In May 22nd Nature News:

“If imitation is the sincerest form of flattery, then graphene is basking in admiration. Several labs are recreating the six-fold geometry of the carbon-based mat­erial with a range of building blocks, hoping to match — if not surpass — graphene’s fascinating properties.

The approaches span a range of length scales, from nanometres to millimetres (see ‘Lattice lookalikes’), and take advantage of a variety of construction techniques, including potassium atoms trapped by laser beams, hexagons etched on a gallium arsenide surface and microwaves pumped into a honeycomb arrangement of ceramic cylinders. The research is mostly motivated by curiosity, and few think that any of the ‘artificial graphenes’ will be used in applications. But the new materials show that hexagonal patterns are worth investigating. ‘It’s clear the physics in electrons in graphene is very attractive,´ says Eros Mariani, a theoretical physicist at the University of Exeter, UK.

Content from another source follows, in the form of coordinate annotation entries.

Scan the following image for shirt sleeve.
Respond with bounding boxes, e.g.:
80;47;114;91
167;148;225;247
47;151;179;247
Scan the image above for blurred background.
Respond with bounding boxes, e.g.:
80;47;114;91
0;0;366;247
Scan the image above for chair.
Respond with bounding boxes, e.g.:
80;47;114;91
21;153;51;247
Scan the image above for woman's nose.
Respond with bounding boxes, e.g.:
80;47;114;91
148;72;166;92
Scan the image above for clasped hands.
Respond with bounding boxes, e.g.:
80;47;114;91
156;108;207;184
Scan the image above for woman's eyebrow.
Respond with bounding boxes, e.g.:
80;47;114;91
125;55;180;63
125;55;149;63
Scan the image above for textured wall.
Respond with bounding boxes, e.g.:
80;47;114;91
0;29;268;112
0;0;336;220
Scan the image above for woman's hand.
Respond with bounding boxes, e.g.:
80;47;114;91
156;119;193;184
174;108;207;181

´To mimic graphene sounds pretty boring scientifically and a waste of time and resources,’ says Antonio Castro Neto, director of the Graphene Research Centre at the National University of Singapore. ‘The objective of creating these artificial graphene-like lattices is to produce new systems that have properties that graphene does not have.’

For example, he has predicted that etching a honeycomb structure onto a semiconductor such as gallium arsenide could turn it into a topological insulator — a much-sought mat­erial that insulates in its interior but conducts superbly well on its surface, where exotic particles called Majorana fermions might emerge. These particles, which have been tentatively observed in one-dimensional nan­o­wires, have a unique ability to encode quantum information by swapping locations with each other (see Nature 483, 132; 2012). Hexagonal gallium arsenide lattices have been made on large scales, but Castro Neto says that current methods of nanolithography should enable researchers to etch them at scales of 20 nanometres or less, fine enough to see the Majoranas.

Although it will be a long time before artificial graphenes can be used in quantum computing, Castro Neto doesn’t rule out a pay-off for them. ‘I am always surprised that people find applications for things I thought would never be useful,’ he says.”